Connect with us

Murder Mystery: Aniston,Sandler Attempt To Lift A bad Film

Published

on

Murder Mystery(Netflix)

Starring Jennifer Aniston, Adam Sandler

Directed  by  Kyle Newacheck

Rating: **(2 stars)

 Cruising  along in this corny-going-on-obnoxious  takeoff on the Agatha Christie  whodunits—there  is even a homage to Christie at  the  film’s end-bend—you get the feeling that the only reason for this  film’s existence, and  the  only reason why we are watching it, is the lead pair.

The very charming Jennifer Aniston and  the gloriously goofy Adam Sandler are priceless as  a  White Trash couple,  social climbers who lie to get entrance into elite circles, with  a penchant  for  clinging on to successful people. They   get themselves  invited   on a luxury cruise by  a billionaire(Luke Evans) whom they meet in  a well-written onflight  sequence(with an airhostess  with an upperlip so stiff it  could give  the  Bertie Wooster’s butler a run for his  money).

There are spells  of  pleasurably scripted  interludes in what’s largely a royal  mess, and none more messed up than the ‘Maharaja’ Vikram on  board  the  ship , played by  Adeel Akhtar. The Maharaja  tries to act  cool and drawls drippy dialectic ditzy  humour.

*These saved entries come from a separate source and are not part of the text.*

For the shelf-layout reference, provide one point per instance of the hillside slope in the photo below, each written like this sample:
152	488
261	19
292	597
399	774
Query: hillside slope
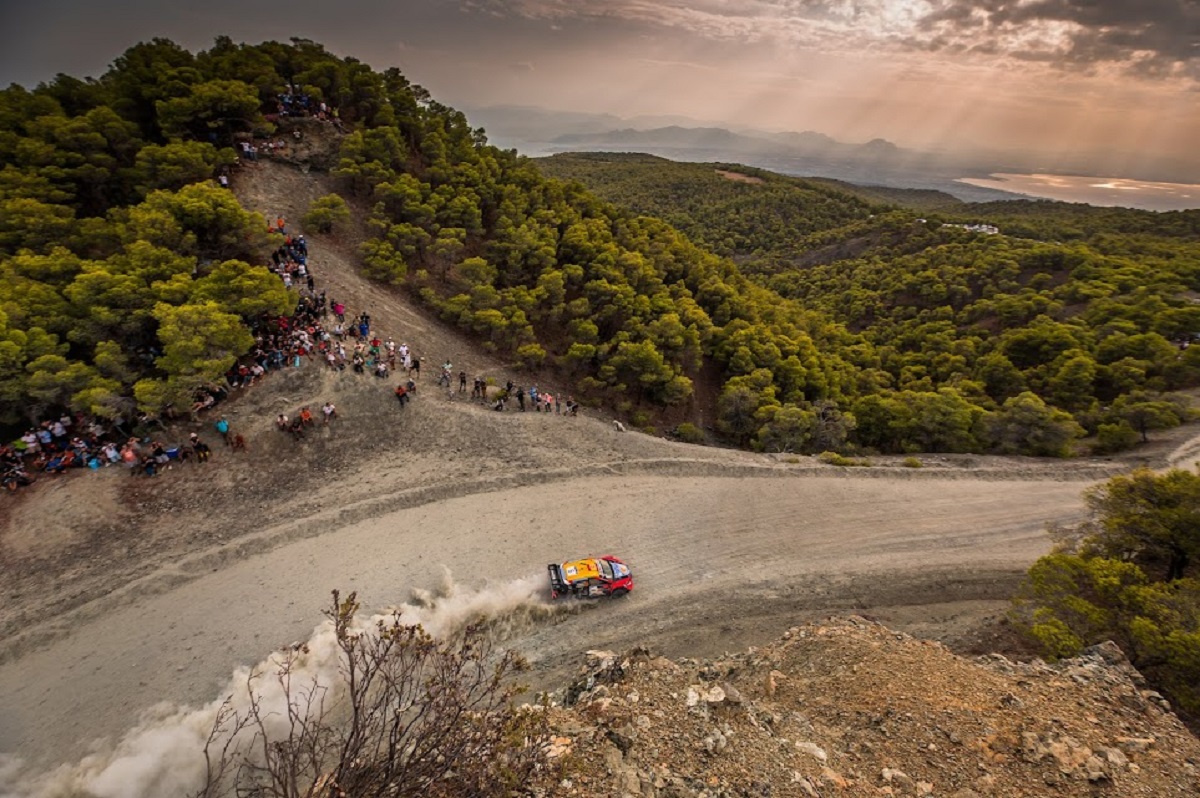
217	564
852	708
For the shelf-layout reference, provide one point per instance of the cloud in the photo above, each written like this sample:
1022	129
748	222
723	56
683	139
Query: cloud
1152	37
1149	37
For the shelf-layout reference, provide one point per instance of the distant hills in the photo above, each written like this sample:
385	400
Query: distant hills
879	162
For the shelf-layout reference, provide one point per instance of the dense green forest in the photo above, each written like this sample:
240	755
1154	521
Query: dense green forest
780	313
1128	574
1072	319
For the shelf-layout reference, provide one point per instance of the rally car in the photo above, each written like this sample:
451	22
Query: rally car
588	579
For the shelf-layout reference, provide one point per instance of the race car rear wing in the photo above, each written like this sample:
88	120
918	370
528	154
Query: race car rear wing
558	585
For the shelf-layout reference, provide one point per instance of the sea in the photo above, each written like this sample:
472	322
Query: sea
1095	191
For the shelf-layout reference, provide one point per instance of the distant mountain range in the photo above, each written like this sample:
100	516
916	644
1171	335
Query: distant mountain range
879	162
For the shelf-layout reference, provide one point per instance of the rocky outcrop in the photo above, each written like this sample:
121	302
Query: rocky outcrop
852	708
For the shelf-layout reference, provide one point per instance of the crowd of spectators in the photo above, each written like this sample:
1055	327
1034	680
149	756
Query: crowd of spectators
319	331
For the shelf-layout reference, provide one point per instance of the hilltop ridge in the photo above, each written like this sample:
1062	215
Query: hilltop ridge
847	707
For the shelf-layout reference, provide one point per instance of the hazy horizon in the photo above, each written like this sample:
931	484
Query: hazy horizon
1114	79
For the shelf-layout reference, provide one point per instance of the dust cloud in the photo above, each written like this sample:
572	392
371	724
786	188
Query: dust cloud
163	755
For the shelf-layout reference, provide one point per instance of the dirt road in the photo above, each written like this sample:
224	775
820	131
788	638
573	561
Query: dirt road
719	562
121	594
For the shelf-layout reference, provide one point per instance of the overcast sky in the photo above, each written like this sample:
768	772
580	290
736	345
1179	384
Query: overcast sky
1055	76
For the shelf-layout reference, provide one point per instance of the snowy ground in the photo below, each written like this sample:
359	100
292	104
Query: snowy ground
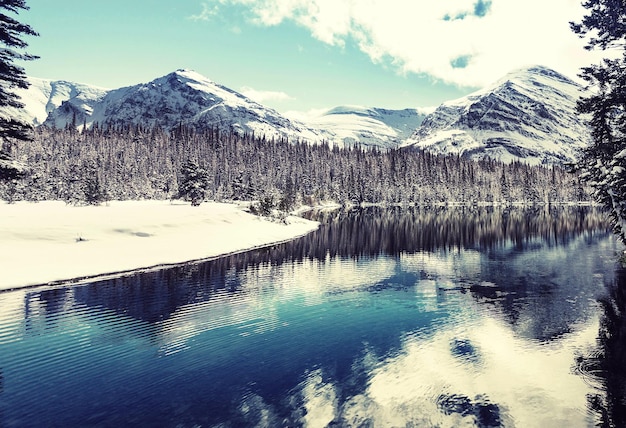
51	241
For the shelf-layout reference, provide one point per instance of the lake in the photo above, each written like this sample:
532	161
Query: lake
416	317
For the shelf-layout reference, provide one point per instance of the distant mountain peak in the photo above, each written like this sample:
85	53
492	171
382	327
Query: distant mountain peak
529	115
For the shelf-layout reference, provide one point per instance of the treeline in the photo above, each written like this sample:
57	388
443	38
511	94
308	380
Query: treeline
138	163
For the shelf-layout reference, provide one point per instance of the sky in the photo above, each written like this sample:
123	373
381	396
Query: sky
307	55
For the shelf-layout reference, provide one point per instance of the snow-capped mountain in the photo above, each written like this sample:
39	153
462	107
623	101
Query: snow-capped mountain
528	116
369	127
183	97
45	95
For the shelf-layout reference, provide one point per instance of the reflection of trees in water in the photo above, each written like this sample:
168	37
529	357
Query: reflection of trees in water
607	365
395	230
154	296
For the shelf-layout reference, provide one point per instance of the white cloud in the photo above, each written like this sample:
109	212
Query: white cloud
464	42
206	14
262	96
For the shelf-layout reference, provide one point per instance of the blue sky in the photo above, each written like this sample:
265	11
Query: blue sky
306	54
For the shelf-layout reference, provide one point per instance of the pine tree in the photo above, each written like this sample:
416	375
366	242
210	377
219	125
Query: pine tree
12	77
194	183
603	163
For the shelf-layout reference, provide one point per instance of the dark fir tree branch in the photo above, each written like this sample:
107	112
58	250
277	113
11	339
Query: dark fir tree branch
603	163
12	76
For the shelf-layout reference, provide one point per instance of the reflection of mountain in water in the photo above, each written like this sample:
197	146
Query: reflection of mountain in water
374	301
606	365
503	233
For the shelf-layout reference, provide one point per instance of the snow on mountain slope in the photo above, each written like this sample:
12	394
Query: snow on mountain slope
185	97
528	116
45	95
370	127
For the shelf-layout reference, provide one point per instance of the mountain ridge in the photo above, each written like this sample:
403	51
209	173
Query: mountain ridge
528	115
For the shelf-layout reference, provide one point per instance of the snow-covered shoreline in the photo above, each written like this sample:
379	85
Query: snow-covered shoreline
50	241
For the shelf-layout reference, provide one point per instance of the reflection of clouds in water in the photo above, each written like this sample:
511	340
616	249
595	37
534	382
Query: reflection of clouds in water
530	383
319	401
477	374
253	309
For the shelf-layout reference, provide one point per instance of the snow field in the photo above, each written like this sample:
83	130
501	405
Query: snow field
50	241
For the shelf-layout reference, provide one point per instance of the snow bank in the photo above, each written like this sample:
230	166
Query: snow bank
51	241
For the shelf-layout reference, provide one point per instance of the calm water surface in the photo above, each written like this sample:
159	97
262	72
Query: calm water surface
383	317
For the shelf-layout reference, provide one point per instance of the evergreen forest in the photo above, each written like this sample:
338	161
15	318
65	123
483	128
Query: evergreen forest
107	163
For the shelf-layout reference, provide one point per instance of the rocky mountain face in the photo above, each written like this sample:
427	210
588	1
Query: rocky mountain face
45	96
527	116
183	97
369	127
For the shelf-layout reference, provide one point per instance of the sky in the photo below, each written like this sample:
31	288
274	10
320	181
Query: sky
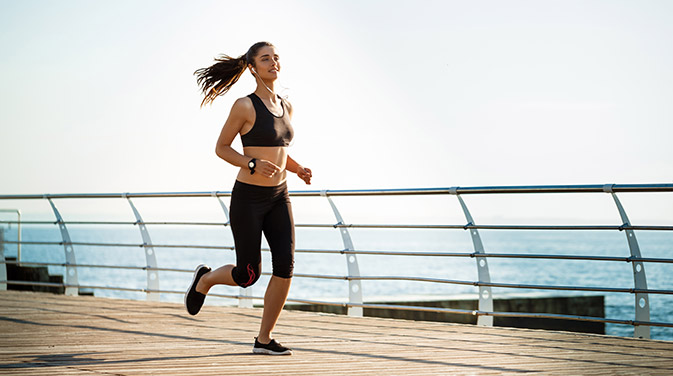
99	96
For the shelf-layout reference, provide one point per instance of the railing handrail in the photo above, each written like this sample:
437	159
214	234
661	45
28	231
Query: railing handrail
590	188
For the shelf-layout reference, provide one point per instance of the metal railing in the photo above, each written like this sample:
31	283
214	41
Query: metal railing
355	304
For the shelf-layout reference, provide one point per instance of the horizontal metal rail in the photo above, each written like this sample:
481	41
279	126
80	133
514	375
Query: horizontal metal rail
594	188
394	278
374	226
376	253
372	305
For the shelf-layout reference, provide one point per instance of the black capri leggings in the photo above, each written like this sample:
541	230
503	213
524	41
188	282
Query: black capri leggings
255	210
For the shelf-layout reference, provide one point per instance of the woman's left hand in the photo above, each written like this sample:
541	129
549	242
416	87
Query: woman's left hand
305	174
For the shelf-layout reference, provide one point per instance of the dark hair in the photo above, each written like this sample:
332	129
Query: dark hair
217	79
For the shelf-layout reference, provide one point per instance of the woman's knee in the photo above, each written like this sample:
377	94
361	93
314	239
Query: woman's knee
246	275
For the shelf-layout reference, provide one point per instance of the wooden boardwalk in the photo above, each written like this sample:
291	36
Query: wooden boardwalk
46	334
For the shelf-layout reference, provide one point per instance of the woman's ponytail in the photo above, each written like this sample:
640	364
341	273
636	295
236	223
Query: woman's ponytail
217	79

But all we see is a Brown man being subjected to a ridiculous  accent and  attitude.

The  other characters,are all suspect in a  series of murders that happen after  the  family on cruise loses  its patriarch(Terence Stamp) just as he’s about to sign  off all his wealth to his sexy young wife.

Gold diggers, disgruntled relatives, illimitable money and flow of champagne  to  go with  it, cannot take  away from the dreadful feeling we get of a film wasting talented good looking people in  pursuit  of  a script that would do them  justice.

Murder Mystery relies too heavily  on  Aniston and Sandler’s shared chemistry as a desperately wannabe couple thrown into a world on a ship where they don’t belong.

“I think we should leave,” Aniston  suggests  to Sandler at one point when the billionaire  snubs  his family  out of the will.

Seriously, leave before  the lead pair’s charms  wear too thin.